Nearly 800,000 tax-related scams were reported to HM Revenue & Customs (HMRC) in the past 12 months, a major study has revealed.
The figures come as the tax authority prepares to send millions of emails and text messages to taxpayers ahead of the January Self Assessment deadline.
According to the report, HMRC responded to 797,010 referrals of suspicious contact from the public in the last year. Around 358,000 of these involved scams where taxpayers were offered bogus tax rebates.
During the same period, the tax authority also received 327,044 reports of phone scams – up 21 per cent compared to the previous 12 months.
As a result of these referrals, HMRC helped to remove more than 1,282 phone numbers being used to commit HMRC-related phone scams, as well as 8,561 malicious websites set up for the same purpose.
Ahead of the 31 January tax return deadline, HMRC is warning taxpayers to “be on their guard”. The department will be sending more than four million emails and text messages over the coming months, but fraudsters will use this window as an opportunity to intercept and impersonate the tax authority.
It is not uncommon for scammers to use intimidating tactics, such as threatening arrest over an unpaid tax bill, to persuade someone to hand over their government gateway credentials or credit card information.
“Never let yourself be rushed. If someone contacts you saying they’re from HMRC, wanting you to urgently transfer money or give personal information, be on your guard,” said Myrtle Lloyd, HMRC’s Director General for Customer Services.

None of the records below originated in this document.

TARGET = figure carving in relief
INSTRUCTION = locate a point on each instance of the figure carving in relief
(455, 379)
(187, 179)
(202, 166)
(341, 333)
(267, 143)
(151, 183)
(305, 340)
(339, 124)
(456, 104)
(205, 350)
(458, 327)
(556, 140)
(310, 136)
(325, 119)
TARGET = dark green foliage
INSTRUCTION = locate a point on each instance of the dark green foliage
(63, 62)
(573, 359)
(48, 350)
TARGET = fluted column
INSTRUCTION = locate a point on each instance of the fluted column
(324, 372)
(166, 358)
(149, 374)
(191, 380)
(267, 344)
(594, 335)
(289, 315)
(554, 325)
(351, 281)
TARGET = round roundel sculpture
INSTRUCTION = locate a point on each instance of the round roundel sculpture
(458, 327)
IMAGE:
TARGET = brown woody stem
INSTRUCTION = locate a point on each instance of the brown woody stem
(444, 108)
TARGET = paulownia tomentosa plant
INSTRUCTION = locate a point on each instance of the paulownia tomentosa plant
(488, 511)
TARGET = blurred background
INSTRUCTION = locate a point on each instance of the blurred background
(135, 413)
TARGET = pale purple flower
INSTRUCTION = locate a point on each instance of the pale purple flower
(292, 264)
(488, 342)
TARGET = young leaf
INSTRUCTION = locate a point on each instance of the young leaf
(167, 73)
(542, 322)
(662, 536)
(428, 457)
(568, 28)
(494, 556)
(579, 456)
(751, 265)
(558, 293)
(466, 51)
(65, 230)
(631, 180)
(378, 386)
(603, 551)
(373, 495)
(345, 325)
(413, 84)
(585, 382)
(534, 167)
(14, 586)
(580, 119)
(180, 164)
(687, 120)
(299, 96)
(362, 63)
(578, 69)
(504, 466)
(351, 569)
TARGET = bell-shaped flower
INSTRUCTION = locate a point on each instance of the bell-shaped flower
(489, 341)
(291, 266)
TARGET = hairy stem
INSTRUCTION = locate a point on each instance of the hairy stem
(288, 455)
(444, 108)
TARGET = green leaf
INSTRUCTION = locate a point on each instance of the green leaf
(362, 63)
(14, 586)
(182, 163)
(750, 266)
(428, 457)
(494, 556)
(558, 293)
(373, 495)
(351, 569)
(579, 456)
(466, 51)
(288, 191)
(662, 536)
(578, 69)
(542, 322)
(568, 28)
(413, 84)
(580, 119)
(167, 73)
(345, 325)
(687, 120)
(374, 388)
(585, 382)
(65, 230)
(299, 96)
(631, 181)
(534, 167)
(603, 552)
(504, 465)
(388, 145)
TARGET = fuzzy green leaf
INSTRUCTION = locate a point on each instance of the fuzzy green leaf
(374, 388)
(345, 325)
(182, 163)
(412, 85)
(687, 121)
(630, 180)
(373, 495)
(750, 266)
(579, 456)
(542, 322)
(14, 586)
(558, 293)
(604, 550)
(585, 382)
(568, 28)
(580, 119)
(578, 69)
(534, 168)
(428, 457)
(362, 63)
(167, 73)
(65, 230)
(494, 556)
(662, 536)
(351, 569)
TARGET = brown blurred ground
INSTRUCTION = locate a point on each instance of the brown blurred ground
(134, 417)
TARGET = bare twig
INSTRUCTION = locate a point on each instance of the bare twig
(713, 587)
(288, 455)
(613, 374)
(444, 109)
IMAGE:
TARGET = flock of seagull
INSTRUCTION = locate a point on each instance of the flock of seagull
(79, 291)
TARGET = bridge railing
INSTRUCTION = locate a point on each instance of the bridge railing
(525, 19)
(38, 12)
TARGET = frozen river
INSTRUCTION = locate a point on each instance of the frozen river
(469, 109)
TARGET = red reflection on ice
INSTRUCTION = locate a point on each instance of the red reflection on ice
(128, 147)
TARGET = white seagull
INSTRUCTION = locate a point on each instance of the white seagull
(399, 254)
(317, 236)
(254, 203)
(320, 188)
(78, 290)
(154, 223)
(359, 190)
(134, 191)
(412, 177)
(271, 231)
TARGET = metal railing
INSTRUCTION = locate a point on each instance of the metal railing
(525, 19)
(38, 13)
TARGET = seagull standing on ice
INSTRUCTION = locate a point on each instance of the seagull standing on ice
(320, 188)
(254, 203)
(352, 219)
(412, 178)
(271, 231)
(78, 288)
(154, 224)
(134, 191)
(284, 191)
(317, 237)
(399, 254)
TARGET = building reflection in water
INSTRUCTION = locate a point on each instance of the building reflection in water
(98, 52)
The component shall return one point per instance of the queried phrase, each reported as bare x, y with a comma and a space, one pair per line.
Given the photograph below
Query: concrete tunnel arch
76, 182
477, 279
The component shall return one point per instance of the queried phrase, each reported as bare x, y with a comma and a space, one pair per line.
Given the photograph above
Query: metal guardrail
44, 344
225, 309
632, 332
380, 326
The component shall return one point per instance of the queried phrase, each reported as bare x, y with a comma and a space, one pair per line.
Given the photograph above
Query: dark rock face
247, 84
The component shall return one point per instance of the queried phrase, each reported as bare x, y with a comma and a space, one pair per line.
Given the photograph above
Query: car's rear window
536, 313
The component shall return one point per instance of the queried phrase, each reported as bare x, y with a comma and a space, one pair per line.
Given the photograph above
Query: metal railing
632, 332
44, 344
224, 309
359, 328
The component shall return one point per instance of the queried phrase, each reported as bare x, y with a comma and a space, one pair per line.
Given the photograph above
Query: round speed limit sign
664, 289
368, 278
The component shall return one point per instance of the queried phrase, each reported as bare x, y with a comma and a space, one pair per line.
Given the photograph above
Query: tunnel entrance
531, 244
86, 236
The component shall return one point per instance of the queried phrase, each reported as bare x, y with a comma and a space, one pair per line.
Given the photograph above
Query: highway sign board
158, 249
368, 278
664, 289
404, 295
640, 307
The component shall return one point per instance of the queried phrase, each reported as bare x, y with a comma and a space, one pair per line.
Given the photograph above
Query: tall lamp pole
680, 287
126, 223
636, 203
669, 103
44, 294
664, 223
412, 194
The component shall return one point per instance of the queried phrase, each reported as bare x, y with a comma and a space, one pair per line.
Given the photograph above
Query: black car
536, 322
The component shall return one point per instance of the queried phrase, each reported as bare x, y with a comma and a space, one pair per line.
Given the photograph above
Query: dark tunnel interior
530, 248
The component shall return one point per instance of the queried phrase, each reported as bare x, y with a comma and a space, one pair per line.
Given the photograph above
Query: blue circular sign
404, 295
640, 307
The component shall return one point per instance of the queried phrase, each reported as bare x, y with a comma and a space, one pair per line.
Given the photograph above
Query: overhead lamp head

“HMRC will also never ring up threatening arrest. Only criminals do that.
“Scams come in many forms. Some threaten immediate arrest for tax evasion, others offer a tax rebate. Contacts like these should set alarm bells ringing, so if you are in any doubt whether the email, phone call or text is genuine, you can check the ‘HMRC scams’ advice on GOV.UK and find out how to report them to us.”